Anyone who remembers my post about “Too Much Thyme” would be proud of my restraint this time. Everything I bought fit in the open box, with even a little room left for seeds. However no, I didn’t even bother reading “recommended spacing”. Last time they never got big enough to be an issue so I figure “survival of the fittest” will do plenty of thinning.
Meanwhile, anyone impressed by the nice pictures could note the years of silence about my garden successes, because there hasn’t been any since that first batch was baked by the Texas sun and slaughtered by an infestation of squash bugs. The real test is what it looks like by June.
The only plants that survived were the comfrey and mint pictured here. First because they don’t appeal to the bugs and second, the two plants have a reputation for being those impossible-to-kill type weeds.
Last year I didn’t even try vegetables.

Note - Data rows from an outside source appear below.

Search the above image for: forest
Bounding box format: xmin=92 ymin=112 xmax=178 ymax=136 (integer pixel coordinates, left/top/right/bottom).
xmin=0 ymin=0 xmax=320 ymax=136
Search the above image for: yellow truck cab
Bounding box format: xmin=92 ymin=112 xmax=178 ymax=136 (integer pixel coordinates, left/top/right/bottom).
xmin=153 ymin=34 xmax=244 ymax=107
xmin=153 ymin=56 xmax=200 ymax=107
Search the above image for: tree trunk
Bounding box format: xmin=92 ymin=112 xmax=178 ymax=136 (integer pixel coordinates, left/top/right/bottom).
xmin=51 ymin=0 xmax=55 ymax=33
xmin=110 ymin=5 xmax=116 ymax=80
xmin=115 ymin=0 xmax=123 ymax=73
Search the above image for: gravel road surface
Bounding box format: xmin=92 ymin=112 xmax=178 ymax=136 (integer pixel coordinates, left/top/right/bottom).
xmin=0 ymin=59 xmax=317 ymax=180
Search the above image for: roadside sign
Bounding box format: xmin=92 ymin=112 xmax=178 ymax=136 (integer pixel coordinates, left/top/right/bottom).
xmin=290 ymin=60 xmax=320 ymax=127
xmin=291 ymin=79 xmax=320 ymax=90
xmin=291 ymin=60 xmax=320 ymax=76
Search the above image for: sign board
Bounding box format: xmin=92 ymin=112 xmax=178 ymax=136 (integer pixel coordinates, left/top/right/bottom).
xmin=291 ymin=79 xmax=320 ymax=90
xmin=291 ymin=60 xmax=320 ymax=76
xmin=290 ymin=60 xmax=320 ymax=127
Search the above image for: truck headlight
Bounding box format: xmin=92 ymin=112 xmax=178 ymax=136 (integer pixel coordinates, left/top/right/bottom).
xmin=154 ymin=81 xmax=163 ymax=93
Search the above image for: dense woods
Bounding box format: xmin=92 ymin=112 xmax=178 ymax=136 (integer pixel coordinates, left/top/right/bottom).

I simply focused on watering those.
I swear I have killed more plants than most of my peers have ever tried to grow. Although I had nothing to do with the zucchini start that mysteriously vanished years ago. Last theory was that a magpie stole it.
And yet despite my knack for killing plants I still dream of a lush, productive garden. I’m a fond believer in stubborn dreams and defying odds. Either that or just a glutton for disappointment.
So this year we redesigned the boxes. My Husband is trying out a drip irrigation system as evidenced by the black tubes, and I have heard lots of praise to the necessity of mulch so I picked up a bag.
It all started off so great, as spring does. Even the kids were very excited about helping out and getting to plant some of the small starts. By the time we ran out of plants and room for seeds dinner had been long delayed and evening was coming.
However apparently somebody doesn’t know when to quit… or something… my outside faucet refused to let it end. No matter how much you turned, it wouldn’t turn off.
Although, I must say it was hilarious when I asked my Husband to turn it off, knowing that he probably couldn’t.
What can I say? I’m a writer. We prefer to show instead of tell.*snicker*
Not long after I had overwatered everything I could think worth watering (including having my son lug buckets of it to the plants in the front yard), my dripping Husband had confirmed for himself that the faucet was beyond repair or red neck jerry-rigging.
So he sped off on his moped to the hardware store. If you have seen Veggie Tale’s Rumor Weed, just envision when Alfred rushes off on his scooter to save Larry Boy.
Meanwhile my kids are the making the most of it in a homeschool lesson on flash floods.
Yep, I gotta say that although as to my dream of a successful garden this time around, only time will tell, but moments like this are priceless. As they say, joy in the journey!